# Famous Furry Artists



## cronlv16 (Mar 15, 2010)

Ive been part of the fandom now for about 2.5 years. Most would argue that Im not the most versed. Im not one of the people that are in it for some illusion of popularity. I practice my art for the enjoyment of me, my friends and whoever else finds my page. I enjoy positive comments, but even more, I enjoy comments that tell me how to improve my craft.

Ive encountered a few confused individuals who think that because Im an artist in the fandom that I am a cut above other furs. Is this not preposterous? Even more disturbing, these same people believe that famous furry artists "rule" the fandom and often times use their fans to manipulate the people that surround them. 

These statements anger me. Artists. popular or no, are just people who want to express themselves through creative means, and maybe even make some money on the side. I would be deeply shocked to discover that our favorite furry artists have deeper motives besides providing entertainment.

Comments? Question?


----------



## surfurry (Mar 15, 2010)

A few of the more popular artists used to let the fandom (and fanboys, lol) control their emotions, but now it seems that those artists are much more approachable and friendly.


----------



## Faustus (Mar 16, 2010)

You're always going to get people like that, social manipulators and mind-gamers who enjoy making people dance to their tune. Personally though, I don't think they constitute any more than a slim minority of the Furry art scene. The problem is their outrageous actions and the arguaments they provoke tend to net them more attention than perhaps they deserve. Most artists aren't like that at all.

-F


----------



## squiddysquiddysquiddy (Mar 21, 2010)

Well, I'm unanimously renowned as the greatest furry artist of all time, and that's simply because I really AM a cut above the rest.  You filthy peasants.

...alright, maybe not. 

ANYWHO, I actually don't see that all too often.  I mean granted there's always the few people who love to "cook the golden cow" both in furry and traditional art.  They take someone with a lot of talent, lots of popularity and large following of fans and think "Oh those dicks, they think they're so great and better than us".

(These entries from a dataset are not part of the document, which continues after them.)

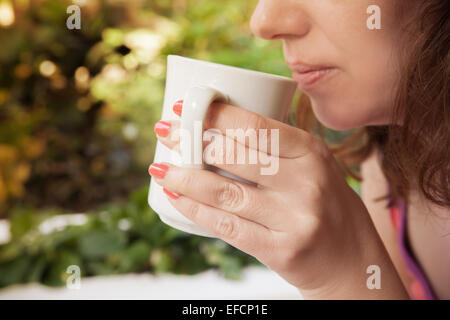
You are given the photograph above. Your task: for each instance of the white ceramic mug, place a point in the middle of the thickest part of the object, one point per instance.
(199, 83)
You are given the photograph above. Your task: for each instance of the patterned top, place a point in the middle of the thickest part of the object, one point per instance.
(420, 288)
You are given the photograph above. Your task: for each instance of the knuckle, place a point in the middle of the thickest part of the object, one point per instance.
(230, 196)
(226, 227)
(193, 210)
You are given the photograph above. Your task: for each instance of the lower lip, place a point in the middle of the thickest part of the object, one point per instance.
(308, 79)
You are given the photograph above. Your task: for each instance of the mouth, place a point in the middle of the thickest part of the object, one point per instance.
(309, 75)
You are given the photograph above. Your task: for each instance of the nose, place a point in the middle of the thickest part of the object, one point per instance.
(275, 19)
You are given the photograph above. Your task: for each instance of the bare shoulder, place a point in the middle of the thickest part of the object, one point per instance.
(374, 186)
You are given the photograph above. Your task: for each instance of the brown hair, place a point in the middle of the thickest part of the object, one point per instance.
(416, 153)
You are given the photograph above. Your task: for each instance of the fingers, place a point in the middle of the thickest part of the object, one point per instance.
(245, 235)
(269, 135)
(220, 192)
(282, 139)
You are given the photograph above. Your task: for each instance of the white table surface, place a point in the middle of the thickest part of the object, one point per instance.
(256, 282)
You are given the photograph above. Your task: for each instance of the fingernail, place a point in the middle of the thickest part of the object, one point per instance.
(158, 170)
(162, 128)
(177, 107)
(171, 194)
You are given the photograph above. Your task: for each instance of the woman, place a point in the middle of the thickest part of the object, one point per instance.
(305, 222)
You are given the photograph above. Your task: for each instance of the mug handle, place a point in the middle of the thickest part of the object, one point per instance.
(195, 105)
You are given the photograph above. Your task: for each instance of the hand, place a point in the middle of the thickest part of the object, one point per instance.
(303, 221)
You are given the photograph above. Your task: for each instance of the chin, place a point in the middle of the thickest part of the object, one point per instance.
(341, 116)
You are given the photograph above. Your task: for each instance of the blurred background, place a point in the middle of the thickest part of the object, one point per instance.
(77, 109)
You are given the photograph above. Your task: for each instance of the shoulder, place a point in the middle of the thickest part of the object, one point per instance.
(374, 184)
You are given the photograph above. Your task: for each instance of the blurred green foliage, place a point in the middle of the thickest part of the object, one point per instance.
(77, 109)
(113, 240)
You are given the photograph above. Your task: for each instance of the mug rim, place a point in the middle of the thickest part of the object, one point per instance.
(254, 72)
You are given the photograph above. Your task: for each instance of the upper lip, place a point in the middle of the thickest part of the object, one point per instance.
(301, 67)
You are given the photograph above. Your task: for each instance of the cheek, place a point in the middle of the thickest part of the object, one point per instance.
(364, 99)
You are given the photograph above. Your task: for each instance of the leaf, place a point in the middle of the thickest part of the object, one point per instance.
(98, 244)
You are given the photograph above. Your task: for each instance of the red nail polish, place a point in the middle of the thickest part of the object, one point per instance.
(162, 128)
(171, 194)
(177, 107)
(158, 170)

...well, two problems with that is A: they usually DON'T think like that, and are popular because they're actually really cool and fun guys and gals, and B:  ....well, yeah, they ARE pretty much better than a lot of people.  They have a lot of talent and show it.  Unless they're assholes about it, just accept that they're way better than you and be inspired rather than jealous about it.

...so yeah, sounds to me like you just have bad luck being surrounded by the easily-made-jealous types.  :V


----------



## Tolbia (Mar 21, 2010)

Yeeeaaahhh we know that but we still can't accept it... We are only human... Your FA is broken btw


----------



## Bir (Mar 21, 2010)

squiddysquiddysquiddy said:


> Well, I'm unanimously renowned as the greatest furry artist of all time, and that's simply because I really AM a cut above the rest.  You filthy peasants.
> 
> ...alright, maybe not.
> 
> ...



This.


----------



## kraine (Mar 23, 2010)

> Artists. popular or no, are just people who want to express themselves through creative means, and maybe even make some money on the side. I would be deeply shocked to discover that our favorite furry artists have deeper motives besides providing entertainment.


 
Lol. Everyone has their own motives. There's probably a ton of people who just want popularity and shit.


----------



## Aden (Mar 23, 2010)

The great thing about the furry fandom is that the stuff you're fans of...is made by other fans. There's no external organization that you have to depend on for all new media. Therefore, "fame" in the fandom is fleeting and cheap - and most furry artists know this. There are a thousand other artists that can fill the void if one of them decides to be a snob.


----------



## skroge (Mar 31, 2020)

that's is the problem they except you do draw what they want not what you want this isn't free artistry its more like dictating people to what they want to see. i dont draw porn sometimes i do but i don't push on people like that what you're saying and i understand on your point of view i have people that hate me for not drawing furry x furry porn.


----------



## skroge (Mar 31, 2020)

kraine said:


> Lol. Everyone has their own motives. There's probably a ton of people who just want popularity and shit.


right on thats the thing they dont care about creativity its like rappers stealing other sound of style.


----------